How do you solve by completing the square: `x^2 – 4x – 60 = 0`?

Answer 1

Solving a quadratic expression by completing the square means to manipulate the expression in order to write it in the form
`(x+a)^2=b`
So, if `b\ge 0`, you can take the square root at both sides to get
`x+a=\pm\sqrt{b}`
and conclude `x=\pm\sqrt{b}-a`.

Now, we have `(x+a)^2=x^2+2ax+a^2`. Since you equation starts with `x^2-4x`, this means that `2ax=-4x`, and so `a=-2`.
Adding `64` at both sides, we have
`x^2-4x+4=64`
Which is the form we wanted, because now we have
`(x-2)^2=64`
Which leads us to
`x-2=\pm\sqrt{64}=\pm 8` and finally `x=\pm8+2`, which means that the two solutions are `-8+2=-6` and `8+2=10`

Answer 2

• First, we Transpose the Constant to one side of the equation.
  Transposing `-60` to the other side we get:
  `x^2-4x = 60`

• Application of `(a-b)^2 = a^2 - 2ab + b^2`
  We look at the Co-efficient of `x`. It's `-4`
  We take half of this number (including the sign), giving us `–2`
  We square this value to get `(-2)^2 = 4`. We add this number to BOTH sides of the Equation.
  `x^2-4x+4 = 60+4`
  `x^2-4x+4 = 64`
  The Left Hand side `x^2-4x+4` is in the form `a^2 - 2ab + b^2`
  where `a` is `x`, and `b` is `2`

• The equation can be written as
  `(x-2)^2 = 64`

So `(x-2)` can take either `8` or `-8` as a value.
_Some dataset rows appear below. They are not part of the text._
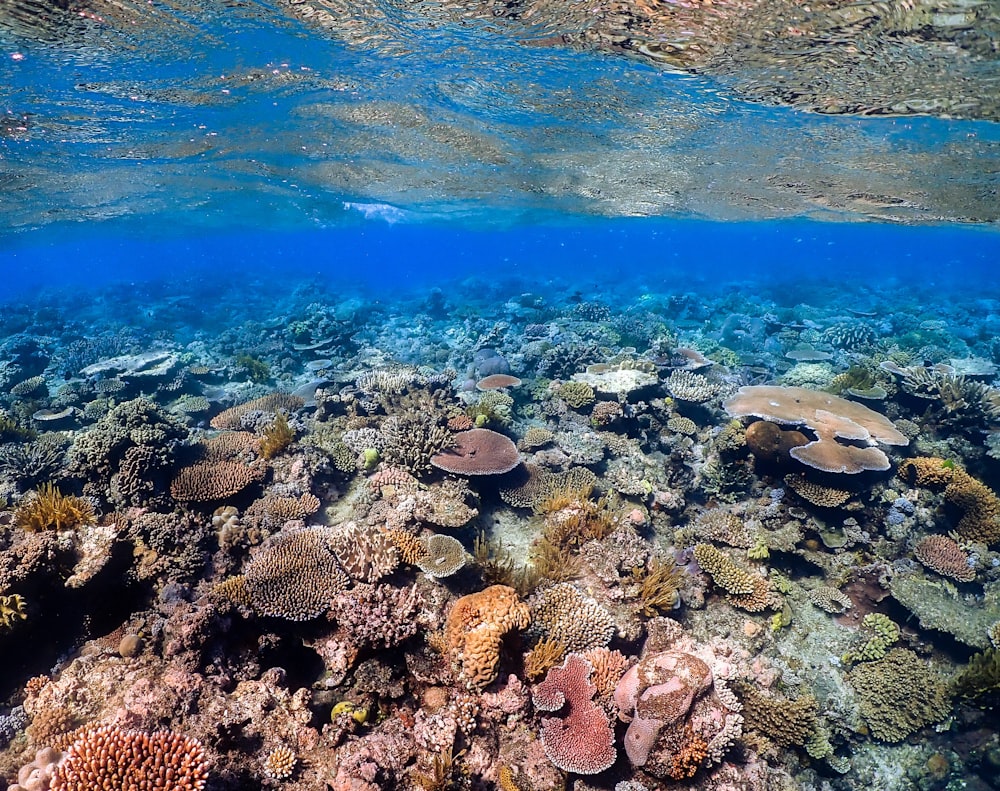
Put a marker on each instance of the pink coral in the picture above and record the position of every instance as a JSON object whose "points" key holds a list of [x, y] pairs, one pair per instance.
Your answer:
{"points": [[582, 741]]}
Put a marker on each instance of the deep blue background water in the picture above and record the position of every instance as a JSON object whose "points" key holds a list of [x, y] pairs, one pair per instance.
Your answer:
{"points": [[631, 255]]}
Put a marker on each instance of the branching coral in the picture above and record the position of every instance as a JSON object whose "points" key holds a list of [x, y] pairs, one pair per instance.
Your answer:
{"points": [[50, 509]]}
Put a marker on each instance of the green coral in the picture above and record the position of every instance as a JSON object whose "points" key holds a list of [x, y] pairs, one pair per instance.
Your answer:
{"points": [[494, 407], [577, 394], [980, 681], [11, 610], [881, 632], [898, 694]]}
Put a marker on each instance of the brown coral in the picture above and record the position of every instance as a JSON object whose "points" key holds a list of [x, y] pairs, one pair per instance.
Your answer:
{"points": [[207, 481], [562, 612], [941, 554], [108, 758], [475, 628], [295, 577], [746, 590], [830, 418], [273, 402]]}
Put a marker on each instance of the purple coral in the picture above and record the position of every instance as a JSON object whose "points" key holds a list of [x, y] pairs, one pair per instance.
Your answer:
{"points": [[582, 741]]}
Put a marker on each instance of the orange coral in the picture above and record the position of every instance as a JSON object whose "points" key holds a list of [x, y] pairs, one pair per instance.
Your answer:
{"points": [[690, 756], [475, 628]]}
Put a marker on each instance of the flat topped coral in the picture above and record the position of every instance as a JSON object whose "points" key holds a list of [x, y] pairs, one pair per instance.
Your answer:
{"points": [[109, 758], [835, 422]]}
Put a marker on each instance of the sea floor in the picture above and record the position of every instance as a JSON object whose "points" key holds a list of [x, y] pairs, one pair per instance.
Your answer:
{"points": [[490, 536]]}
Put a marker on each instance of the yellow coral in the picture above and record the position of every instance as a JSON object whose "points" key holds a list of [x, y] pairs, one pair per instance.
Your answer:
{"points": [[50, 509], [11, 609]]}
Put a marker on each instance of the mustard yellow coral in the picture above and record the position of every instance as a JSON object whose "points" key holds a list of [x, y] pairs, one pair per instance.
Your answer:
{"points": [[50, 509], [980, 505]]}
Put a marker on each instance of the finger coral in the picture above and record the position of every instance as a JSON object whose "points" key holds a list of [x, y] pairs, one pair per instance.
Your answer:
{"points": [[898, 694], [475, 628], [50, 509], [108, 758], [942, 555], [581, 741]]}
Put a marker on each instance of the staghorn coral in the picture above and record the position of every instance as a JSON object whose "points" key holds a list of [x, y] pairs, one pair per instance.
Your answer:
{"points": [[276, 438], [942, 555], [109, 758], [829, 599], [582, 741], [295, 576], [815, 493], [232, 418], [563, 613], [413, 439], [746, 589], [830, 418], [898, 694], [688, 386], [50, 509], [786, 723], [12, 609], [208, 481], [475, 628], [366, 554], [980, 520]]}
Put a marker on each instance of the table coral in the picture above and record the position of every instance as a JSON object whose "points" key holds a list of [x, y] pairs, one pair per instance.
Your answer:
{"points": [[581, 741], [835, 421]]}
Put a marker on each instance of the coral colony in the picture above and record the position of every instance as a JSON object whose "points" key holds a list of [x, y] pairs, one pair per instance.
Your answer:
{"points": [[676, 545]]}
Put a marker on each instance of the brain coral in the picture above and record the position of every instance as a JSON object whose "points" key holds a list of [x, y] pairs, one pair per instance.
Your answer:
{"points": [[475, 628], [108, 758], [295, 576], [898, 695], [582, 741], [830, 418]]}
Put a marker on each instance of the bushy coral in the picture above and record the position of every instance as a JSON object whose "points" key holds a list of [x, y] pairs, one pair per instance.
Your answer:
{"points": [[50, 509], [898, 694]]}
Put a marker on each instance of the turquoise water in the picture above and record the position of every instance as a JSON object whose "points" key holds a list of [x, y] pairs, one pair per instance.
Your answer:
{"points": [[643, 211]]}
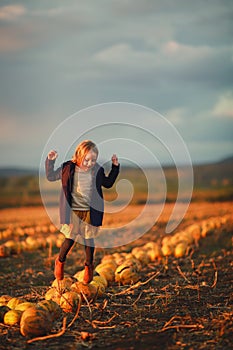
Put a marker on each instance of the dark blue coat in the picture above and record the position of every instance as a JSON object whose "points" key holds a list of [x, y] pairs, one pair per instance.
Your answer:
{"points": [[65, 173]]}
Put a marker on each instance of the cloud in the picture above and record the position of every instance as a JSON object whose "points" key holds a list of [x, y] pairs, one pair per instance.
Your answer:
{"points": [[224, 106], [11, 12]]}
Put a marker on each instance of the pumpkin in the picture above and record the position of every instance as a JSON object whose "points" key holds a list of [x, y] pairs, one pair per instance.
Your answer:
{"points": [[79, 275], [154, 252], [88, 290], [53, 294], [70, 301], [126, 275], [167, 249], [180, 249], [99, 287], [141, 255], [3, 310], [107, 265], [12, 246], [50, 306], [4, 299], [4, 251], [12, 317], [101, 280], [35, 322], [24, 306], [63, 285], [108, 274], [108, 258], [13, 302]]}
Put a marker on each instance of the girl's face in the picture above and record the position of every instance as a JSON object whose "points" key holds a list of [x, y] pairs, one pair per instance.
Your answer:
{"points": [[89, 161]]}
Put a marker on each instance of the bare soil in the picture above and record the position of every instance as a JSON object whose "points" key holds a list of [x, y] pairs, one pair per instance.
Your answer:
{"points": [[181, 303]]}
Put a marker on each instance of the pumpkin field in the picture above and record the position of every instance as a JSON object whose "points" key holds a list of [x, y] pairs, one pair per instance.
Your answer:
{"points": [[161, 291]]}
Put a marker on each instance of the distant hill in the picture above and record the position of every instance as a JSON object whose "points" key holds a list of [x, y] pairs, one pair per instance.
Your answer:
{"points": [[17, 172]]}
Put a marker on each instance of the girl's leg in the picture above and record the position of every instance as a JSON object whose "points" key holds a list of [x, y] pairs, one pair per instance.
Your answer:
{"points": [[60, 261], [65, 248], [89, 266], [89, 250]]}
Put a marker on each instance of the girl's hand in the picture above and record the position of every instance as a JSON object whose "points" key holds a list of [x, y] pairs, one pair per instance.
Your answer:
{"points": [[115, 160], [52, 155]]}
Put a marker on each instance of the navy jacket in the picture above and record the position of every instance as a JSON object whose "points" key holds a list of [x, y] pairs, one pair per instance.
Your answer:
{"points": [[65, 173]]}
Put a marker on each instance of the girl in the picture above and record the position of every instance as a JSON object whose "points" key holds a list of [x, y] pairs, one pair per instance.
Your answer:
{"points": [[81, 201]]}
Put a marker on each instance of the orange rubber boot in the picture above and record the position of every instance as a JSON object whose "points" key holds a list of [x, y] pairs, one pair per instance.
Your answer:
{"points": [[59, 270]]}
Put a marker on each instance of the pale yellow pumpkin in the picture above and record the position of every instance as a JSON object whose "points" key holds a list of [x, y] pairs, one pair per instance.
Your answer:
{"points": [[70, 301], [35, 322], [88, 290], [13, 302]]}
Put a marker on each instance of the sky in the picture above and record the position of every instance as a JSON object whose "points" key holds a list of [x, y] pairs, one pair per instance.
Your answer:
{"points": [[60, 57]]}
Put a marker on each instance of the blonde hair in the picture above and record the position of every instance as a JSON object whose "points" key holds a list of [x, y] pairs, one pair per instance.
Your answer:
{"points": [[82, 149]]}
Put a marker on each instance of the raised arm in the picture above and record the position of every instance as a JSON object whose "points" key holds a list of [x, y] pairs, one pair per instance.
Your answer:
{"points": [[108, 181]]}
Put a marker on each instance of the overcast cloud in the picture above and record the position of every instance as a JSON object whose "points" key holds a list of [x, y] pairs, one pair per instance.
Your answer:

That's because squaring both will give us 64.

`x-2 = 8` (or) `x-2 = -8`
`x = 10` (or) `x = -6`

• Solution : `x = 10,-6`

• Verify your answer by substituting these values in the Original Equation `x^2- 4x - 60 = 0`
  The Left hand Side is `x^2- 4x - 60`, and the Right Hand Side is `0`

If x = 10,
Left Hand Side
`= (10)^2 - 4(10) - 60`
`= 100 - 40 - 60`
`= 0` (Is Equal to the Right Hand Side)

If x = -6,
Left Hand Side
`= (-6)^2 - 4(-6) - 60`
`= 36 + 24 - 60`
`= 0` (Is Equal to the Right Hand Side)

Both the solutions are verified. Our solution `x = 10,-6` is correct.